Japanese troops armed with antiship missiles can foil a Chinese landing, or fight a delaying action to render the island unusable until help arrives. Assuming the Japanese navy and air force can secure control of the waters around an island, Japanese ground troops can retake it. If the provocation is small, such as "armed fishermen" planting a flag on an island, the Japanese coast guard—backed if needed by Japanese soldiers—can deal with it.
Japan already has one airborne brigade, a battalion-sized special forces group, and will have a rapid-reaction regiment equipped with air-transportable armored vehicles by 2018. A planned 3,400-strong amphibious assault brigade will have sufficient amphibious lift to move 2,000 infantry and their equipment. Guard units totaling 500 to 800 men, armed with antiship and antiaircraft missiles, are also being stationed in the Ryukyus. According to Nakagawa:
Given the presence of deployed JGSDF forces, together with the standing up of an amphibious assault brigade, an adversary looking to invade an important area of the Nansei Islands (for example, Miyakojima) must be able to mobilize 3,000-10,000 amphibious troops or more to overcome the advantages of dug-in defenders. . . . The size of the invading units as measured by vessel volume will be about 60,000-200,000 tons, which represents a substantial set of logistical and lift requirements for the invading side. If the deployment of a rapid-reaction regiment to the Nansei Islands can be completed before enemy forces arrive, the level of invading troops required by the adversary will be even greater.

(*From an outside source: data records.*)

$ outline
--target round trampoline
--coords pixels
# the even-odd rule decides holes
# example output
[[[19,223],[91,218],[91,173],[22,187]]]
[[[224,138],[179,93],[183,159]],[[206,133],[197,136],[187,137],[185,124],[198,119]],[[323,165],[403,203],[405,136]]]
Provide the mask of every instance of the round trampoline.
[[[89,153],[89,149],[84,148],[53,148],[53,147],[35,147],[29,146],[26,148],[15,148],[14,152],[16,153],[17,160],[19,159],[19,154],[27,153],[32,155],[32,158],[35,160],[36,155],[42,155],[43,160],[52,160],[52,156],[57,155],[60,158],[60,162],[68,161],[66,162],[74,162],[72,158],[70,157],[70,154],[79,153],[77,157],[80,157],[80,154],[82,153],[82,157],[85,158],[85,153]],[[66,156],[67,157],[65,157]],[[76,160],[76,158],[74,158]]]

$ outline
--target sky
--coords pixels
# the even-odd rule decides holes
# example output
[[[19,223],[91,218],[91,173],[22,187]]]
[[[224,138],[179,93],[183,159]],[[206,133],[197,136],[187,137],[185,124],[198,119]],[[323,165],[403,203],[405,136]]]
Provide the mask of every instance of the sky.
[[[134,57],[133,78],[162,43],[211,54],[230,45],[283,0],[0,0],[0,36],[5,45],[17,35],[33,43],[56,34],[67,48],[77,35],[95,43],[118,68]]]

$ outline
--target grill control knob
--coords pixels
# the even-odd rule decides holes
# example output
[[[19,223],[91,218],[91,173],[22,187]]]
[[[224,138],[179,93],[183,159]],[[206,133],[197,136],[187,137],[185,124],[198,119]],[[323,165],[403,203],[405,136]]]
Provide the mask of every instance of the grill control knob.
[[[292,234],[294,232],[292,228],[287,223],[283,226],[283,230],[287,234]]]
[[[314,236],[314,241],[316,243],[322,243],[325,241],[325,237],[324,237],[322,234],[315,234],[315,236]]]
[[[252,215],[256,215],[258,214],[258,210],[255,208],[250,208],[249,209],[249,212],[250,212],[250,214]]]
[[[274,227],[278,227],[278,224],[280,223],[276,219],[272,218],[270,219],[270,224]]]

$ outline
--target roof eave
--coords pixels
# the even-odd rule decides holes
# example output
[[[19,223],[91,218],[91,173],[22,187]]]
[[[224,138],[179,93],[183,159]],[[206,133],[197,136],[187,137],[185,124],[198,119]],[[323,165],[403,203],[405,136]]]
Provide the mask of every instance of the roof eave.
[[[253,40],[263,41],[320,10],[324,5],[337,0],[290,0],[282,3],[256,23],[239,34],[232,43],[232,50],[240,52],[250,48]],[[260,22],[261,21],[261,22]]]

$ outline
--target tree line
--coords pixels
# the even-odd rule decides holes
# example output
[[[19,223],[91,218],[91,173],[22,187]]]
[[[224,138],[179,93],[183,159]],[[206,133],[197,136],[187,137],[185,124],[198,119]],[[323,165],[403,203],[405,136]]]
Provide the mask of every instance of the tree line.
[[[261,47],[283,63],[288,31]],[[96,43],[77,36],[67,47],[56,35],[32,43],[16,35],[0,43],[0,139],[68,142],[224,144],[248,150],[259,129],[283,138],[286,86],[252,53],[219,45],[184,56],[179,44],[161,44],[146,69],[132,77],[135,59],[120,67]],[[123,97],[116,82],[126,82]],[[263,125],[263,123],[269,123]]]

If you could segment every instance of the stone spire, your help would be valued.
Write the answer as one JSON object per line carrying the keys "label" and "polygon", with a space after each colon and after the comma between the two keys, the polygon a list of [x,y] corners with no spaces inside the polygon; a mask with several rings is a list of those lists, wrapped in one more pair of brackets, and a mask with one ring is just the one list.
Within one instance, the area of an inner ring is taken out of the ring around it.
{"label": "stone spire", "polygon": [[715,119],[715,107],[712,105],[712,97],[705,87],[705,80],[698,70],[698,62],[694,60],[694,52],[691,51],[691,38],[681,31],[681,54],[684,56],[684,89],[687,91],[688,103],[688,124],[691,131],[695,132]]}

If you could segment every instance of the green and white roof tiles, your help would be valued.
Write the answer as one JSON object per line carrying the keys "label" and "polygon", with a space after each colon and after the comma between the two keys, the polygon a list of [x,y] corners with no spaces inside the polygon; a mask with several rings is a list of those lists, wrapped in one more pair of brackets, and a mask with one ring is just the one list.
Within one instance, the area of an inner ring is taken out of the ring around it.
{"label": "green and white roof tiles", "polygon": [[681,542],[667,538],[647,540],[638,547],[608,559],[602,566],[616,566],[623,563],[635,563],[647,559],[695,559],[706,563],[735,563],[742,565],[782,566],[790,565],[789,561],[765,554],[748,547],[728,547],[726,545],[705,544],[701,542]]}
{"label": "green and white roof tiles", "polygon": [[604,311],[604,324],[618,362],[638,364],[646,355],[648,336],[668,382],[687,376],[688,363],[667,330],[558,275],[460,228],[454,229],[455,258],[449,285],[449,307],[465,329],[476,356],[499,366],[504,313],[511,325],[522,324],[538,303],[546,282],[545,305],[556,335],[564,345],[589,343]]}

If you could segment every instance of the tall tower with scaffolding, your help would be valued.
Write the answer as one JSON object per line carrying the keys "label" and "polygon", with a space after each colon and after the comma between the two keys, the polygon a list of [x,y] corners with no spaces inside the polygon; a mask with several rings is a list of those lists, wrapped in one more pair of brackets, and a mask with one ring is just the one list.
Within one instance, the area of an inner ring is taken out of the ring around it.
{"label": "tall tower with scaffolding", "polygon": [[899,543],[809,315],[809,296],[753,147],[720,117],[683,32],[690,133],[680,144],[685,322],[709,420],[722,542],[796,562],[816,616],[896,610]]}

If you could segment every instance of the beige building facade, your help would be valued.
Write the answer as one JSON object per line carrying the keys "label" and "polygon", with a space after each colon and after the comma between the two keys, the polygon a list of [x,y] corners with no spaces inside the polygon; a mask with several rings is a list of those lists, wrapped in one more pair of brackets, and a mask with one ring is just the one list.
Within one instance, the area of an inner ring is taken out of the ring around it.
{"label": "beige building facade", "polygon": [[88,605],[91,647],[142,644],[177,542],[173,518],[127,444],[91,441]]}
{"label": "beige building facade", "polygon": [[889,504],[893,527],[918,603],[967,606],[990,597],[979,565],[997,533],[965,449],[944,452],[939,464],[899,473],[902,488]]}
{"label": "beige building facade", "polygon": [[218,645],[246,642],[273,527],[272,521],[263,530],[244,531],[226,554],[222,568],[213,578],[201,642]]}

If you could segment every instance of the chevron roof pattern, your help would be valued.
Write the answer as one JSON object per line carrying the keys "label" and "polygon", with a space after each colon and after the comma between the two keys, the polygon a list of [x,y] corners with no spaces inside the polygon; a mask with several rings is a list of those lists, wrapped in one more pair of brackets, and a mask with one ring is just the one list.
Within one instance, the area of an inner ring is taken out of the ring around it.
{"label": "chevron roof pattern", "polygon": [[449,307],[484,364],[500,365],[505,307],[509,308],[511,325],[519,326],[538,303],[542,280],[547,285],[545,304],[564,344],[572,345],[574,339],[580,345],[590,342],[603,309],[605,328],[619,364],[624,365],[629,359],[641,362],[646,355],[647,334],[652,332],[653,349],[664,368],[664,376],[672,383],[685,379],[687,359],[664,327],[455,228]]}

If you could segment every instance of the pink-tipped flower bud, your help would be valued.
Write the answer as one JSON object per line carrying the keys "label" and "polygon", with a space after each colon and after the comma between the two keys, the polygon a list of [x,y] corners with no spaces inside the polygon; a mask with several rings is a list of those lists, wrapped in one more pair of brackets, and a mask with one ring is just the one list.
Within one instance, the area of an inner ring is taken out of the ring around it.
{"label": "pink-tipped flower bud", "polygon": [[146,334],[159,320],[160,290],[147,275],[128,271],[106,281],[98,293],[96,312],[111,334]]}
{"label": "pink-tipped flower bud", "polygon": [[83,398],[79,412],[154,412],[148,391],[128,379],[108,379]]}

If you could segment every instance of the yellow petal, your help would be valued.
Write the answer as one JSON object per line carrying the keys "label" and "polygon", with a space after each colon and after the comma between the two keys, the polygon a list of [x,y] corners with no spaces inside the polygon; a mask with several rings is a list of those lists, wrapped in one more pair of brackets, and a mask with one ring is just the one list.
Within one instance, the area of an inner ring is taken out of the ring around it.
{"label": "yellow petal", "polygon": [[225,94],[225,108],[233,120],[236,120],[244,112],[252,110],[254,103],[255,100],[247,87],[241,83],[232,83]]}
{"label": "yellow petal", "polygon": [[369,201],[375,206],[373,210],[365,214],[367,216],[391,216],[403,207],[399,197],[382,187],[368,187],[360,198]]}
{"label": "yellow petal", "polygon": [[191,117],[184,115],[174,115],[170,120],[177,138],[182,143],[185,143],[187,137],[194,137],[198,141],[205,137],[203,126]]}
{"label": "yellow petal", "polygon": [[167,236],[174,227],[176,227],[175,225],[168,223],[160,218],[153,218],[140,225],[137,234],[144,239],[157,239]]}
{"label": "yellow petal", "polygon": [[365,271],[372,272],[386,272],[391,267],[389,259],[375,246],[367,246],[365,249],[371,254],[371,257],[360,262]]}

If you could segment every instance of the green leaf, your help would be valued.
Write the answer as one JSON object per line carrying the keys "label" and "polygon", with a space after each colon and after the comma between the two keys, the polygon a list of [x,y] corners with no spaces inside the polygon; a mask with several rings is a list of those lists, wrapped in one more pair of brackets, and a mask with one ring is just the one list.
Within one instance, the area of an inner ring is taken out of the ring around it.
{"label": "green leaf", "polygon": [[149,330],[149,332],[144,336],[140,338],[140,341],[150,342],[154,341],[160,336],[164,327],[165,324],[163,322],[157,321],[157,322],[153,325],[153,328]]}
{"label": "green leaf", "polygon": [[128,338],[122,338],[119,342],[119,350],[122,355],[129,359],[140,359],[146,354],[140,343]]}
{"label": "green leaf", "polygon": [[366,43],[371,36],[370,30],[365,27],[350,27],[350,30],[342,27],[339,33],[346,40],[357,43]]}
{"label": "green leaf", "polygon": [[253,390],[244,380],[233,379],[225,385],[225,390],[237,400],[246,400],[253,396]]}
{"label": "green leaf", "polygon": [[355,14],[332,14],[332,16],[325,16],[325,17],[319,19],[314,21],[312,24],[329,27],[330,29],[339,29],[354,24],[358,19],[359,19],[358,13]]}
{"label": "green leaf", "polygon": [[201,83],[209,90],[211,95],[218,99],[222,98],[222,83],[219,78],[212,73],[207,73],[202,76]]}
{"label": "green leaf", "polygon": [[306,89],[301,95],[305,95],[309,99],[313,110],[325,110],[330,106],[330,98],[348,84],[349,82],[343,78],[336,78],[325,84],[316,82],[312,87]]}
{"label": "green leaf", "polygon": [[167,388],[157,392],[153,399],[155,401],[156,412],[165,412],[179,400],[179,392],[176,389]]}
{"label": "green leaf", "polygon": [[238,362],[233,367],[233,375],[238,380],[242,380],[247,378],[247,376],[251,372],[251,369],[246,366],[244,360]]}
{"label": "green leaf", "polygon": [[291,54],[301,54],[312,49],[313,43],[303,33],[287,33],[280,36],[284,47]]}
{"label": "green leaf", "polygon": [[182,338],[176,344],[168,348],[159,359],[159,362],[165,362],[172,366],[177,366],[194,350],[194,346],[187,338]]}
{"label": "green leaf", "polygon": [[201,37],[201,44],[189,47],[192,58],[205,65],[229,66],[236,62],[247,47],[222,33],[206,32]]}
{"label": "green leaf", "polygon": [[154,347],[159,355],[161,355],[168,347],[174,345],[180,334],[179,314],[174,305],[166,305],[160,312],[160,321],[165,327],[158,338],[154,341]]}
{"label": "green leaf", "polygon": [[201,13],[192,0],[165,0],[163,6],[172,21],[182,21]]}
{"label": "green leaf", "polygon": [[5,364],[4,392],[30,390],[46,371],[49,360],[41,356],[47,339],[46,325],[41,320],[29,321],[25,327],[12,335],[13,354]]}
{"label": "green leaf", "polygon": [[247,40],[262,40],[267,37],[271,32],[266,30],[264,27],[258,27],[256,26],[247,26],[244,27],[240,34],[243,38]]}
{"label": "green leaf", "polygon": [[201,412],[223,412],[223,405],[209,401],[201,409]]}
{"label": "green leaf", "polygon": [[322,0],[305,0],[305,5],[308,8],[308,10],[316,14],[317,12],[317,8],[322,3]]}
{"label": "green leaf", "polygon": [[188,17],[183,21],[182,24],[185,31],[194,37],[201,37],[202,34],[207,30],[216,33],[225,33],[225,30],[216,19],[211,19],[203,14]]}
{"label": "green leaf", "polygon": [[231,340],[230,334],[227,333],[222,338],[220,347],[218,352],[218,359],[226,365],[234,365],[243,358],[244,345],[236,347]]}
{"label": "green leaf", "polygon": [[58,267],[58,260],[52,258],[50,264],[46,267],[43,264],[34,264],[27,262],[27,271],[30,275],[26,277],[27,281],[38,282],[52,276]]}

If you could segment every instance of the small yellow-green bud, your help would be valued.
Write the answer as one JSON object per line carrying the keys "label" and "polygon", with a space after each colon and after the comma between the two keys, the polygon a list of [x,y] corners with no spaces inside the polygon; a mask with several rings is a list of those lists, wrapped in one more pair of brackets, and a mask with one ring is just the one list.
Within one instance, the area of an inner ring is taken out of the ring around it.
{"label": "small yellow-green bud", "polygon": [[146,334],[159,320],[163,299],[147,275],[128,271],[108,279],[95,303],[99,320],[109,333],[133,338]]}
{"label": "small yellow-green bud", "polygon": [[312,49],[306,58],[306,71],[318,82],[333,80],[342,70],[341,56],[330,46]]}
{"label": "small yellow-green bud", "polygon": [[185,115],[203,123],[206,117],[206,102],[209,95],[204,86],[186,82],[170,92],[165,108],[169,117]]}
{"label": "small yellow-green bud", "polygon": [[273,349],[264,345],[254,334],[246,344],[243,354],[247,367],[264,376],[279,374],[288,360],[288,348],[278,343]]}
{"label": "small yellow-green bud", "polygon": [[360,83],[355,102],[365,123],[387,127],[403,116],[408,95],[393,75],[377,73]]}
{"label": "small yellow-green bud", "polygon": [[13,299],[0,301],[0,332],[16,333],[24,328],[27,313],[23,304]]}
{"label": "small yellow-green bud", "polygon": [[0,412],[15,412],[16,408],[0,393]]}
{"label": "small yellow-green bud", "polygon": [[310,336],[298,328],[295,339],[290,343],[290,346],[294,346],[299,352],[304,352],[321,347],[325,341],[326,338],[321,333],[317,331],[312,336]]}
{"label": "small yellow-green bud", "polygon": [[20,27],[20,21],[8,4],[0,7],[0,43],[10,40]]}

Nakagawa concedes a few problems with this approach. Japan would need air and naval control around the island to move troops, which in turn might require U.S. muscle. There are Japanese civilians on the island that would need to be protected, supplied and possibly evacuated. And a 500-strong garrison and a 3,400-strong amphibious brigade isn't much of a defense against Chinese invasion, or much of an amphibious counterattack force to retake lost islands.
Nonetheless, Nakagawa hits on the key point: an amphibious assault against an island defended even by a small number of well-armed defenders with long-range weapons is difficult, which is one reason why the U.S. Navy and Marine Corps are worried about their ability to conduct invasions. A Japanese garrison could either deter or repel provocations by irregular Chinese forces. Or, their presence would force China to mount a large-scale military invasion, which would trigger the U.S. defense treaty with Japan, and would also force China to openly use force instead of gray warfare.
On the other hand, basing a strategy on Japan's World War II experience is a mixed bag. Leaving aside how the symbolism of the Pacific War will play out in China—which still remembers Japanese atrocities—Imperial Japan's strategy could hardly be called a success.
It is true that Japan forced the United States to commit huge ground, air, and naval resources to bloody assaults on islands like Tarawa and Iwo Jima. But Japan's original strategy in 1941 had been to create a defensive system of island outposts and airbases, which would tie down U.S. forces while the Japanese fleet and long-range bombers rushed to the scene to destroy the invaders. That strategy failed. Once the Americans had worn down the Japanese fleet and airpower, and the islands were cut off, there was no escape. The garrison was doomed, and the outcome was merely a question of how long the battle and how swollen the body count.
Japan may repeat this strategy, but they will hardly desire to emulate the outcome.